As Mara writes in this post on planning a body positive wedding, the wedding industry is really good at making us feel inadequate and bad about ourselves.
Even as a self-love coach, she certainly felt the pressure. Anna, of Curvy Yoga, also felt the pull. ”When I was planning my wedding 8 years ago, I definitely felt that pressure to ‘get in shape.’”
So what do you do?
I asked Mara and Anna for their expert advice. Both of their work focuses on helping women nourish ourselves and practice kindness and compassion. Plus, they’ve gone through the process of planning a wedding and stayed true to themselves and their relationships.
1. Keep practicing self-care. ”In planning a wedding steeped deeply in self-love, make sure that you are creating space to be very kind and gentle with yourself,” Mara says. “Getting married can be overwhelming on many levels, and allowing ourselves time and opportunity to move slowly or take space for self-care can go a long way in keeping our sanity.”
For instance, that might mean carving out time for activities that feed you emotionally and spiritually. It also might mean saying no to certain engagements or projects, and really preserving your boundaries.

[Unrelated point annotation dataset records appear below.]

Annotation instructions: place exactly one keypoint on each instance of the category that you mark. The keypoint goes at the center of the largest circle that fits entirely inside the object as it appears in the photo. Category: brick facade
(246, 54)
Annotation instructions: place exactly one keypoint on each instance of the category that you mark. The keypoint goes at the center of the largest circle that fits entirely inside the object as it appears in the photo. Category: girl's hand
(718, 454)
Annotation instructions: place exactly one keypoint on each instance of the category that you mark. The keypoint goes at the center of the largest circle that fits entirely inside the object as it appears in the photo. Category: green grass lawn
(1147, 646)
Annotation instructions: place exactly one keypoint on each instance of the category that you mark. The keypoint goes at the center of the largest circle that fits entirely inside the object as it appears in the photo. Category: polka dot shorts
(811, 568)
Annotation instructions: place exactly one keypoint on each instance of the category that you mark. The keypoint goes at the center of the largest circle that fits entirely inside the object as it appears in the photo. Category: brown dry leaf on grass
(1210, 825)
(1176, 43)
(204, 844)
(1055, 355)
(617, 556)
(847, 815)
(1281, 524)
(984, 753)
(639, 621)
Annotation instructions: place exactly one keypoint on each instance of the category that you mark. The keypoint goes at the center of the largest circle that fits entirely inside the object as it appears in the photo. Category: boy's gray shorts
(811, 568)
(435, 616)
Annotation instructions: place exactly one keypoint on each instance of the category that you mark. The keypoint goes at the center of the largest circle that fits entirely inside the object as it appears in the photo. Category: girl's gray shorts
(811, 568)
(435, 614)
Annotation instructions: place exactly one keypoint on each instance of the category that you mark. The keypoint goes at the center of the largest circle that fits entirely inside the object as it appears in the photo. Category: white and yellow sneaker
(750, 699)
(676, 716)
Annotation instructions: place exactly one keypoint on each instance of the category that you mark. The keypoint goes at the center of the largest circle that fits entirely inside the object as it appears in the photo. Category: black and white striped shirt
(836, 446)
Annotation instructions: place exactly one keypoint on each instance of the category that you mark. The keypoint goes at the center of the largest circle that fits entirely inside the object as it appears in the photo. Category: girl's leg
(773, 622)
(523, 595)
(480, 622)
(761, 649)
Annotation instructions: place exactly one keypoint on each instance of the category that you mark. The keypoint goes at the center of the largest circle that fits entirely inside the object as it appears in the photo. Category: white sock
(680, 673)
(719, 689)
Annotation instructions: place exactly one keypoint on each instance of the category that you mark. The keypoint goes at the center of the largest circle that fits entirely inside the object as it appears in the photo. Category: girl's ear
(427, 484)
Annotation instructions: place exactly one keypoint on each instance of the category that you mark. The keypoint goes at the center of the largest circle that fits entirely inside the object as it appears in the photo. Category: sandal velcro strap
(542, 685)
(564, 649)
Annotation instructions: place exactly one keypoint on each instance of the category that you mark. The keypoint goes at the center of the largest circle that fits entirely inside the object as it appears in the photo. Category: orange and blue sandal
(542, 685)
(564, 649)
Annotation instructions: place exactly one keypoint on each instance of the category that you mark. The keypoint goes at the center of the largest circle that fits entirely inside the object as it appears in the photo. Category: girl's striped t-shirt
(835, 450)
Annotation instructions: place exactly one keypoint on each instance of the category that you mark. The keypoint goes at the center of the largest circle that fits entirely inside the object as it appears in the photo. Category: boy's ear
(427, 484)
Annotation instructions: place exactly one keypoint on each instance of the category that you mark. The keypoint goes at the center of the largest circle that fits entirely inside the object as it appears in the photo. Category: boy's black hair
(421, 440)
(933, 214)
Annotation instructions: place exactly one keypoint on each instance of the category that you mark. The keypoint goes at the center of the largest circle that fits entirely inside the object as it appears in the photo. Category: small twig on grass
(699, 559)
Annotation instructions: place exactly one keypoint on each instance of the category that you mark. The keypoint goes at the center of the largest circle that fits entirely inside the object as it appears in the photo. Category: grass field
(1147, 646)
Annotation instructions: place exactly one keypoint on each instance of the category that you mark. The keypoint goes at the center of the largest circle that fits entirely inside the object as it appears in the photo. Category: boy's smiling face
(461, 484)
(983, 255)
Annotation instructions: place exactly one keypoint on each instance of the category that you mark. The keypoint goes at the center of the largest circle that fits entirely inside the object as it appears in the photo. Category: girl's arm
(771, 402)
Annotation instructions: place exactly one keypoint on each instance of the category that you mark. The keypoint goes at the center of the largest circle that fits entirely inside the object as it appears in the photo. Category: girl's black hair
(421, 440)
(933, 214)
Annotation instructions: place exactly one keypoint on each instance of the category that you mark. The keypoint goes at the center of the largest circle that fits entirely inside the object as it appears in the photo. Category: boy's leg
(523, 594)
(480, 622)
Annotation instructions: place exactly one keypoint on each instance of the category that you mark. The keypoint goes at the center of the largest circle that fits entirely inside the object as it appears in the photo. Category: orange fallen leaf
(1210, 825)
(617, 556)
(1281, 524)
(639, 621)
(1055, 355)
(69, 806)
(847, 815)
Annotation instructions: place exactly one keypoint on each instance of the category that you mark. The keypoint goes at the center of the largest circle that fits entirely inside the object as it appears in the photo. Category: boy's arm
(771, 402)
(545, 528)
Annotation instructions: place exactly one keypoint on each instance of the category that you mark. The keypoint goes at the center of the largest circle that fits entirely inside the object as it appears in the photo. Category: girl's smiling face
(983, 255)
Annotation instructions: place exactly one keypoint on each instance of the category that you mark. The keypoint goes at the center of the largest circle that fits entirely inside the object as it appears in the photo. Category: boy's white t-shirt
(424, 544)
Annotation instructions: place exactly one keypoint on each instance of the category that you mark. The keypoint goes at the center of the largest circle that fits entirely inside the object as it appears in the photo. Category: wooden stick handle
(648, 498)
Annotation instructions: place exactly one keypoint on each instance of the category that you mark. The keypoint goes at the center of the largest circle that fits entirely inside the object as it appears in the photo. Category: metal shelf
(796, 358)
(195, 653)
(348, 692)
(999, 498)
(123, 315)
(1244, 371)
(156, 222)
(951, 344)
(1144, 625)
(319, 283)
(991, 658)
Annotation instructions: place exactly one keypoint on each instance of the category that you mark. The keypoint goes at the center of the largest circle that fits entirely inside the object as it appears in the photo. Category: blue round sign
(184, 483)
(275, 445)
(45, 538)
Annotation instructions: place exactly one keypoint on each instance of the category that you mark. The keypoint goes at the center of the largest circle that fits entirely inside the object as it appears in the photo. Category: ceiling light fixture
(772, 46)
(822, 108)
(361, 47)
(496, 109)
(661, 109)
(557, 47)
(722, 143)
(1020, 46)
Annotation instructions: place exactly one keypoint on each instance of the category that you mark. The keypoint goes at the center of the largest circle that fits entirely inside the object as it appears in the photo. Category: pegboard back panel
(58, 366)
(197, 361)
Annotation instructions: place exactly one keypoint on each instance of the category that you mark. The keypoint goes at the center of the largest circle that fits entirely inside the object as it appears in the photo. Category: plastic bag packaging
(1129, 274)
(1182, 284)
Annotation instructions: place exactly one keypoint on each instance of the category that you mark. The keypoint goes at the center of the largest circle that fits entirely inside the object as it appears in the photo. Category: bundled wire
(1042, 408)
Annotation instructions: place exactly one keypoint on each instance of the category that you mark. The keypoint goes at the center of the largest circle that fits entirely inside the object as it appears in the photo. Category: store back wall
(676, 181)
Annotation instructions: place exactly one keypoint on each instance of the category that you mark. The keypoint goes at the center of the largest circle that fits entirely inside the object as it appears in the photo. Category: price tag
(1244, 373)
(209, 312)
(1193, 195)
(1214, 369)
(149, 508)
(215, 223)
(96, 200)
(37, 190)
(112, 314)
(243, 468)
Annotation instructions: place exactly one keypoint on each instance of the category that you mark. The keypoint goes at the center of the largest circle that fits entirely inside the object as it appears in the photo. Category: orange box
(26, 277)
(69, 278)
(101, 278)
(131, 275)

2. Be a smart consumer. “The weight loss industry has been clever in targeting us when we’re most vulnerable, like when planning a wedding [and] getting ready for ‘bathing suit season.’ This isn’t because it’s *actually* a good time to go on a diet, but rather that it’s a good time for them to make money,” Anna says.
3. Focus on your priorities as a couple. Mara also suggests getting clear on what’s most important to you in planning your wedding. With your partner, come up with three priorities, which will be “your guiding light” during the process. “Remember, your wedding day is about you and your sweetheart, who, presumably knows exactly what you look like and loves you for it already.”
4. Move your body. For Mara movement is key. “If I were going to re-do my wedding, the one thing that I would make an absolute priority is moving my body every day. Not because I wanted to ‘look good for the big day,’ but because getting married is a big, exciting, and enormously overwhelming event in your life.”
Exercise gets us out of our heads and reduces our anxiety and stress levels, she says. “Plug into active ways that you can love and support yourself, so that your overall emotional experience of your big day will be grounded deeply in love and care for yourself.”
5. Focus on how you want feel. According to Anna,”Rather than turning your attention to the external rules of a diet, focus on the internal — feeling how you want to feel.”
And remember to keep coming back to the significance and purpose of the event: your relationship. Your wedding day is about your love and commitment. It’s about becoming a family, and having fun.
So even though the pressures are real, consider shifting your perspective to the joyous event and what it signifies.
As Anna says, “I wanted my wedding and wedding planning time to be about love and celebration — not forcing myself to change for some arbitrary and external reason. Needless to say, I’m happy I went with love!”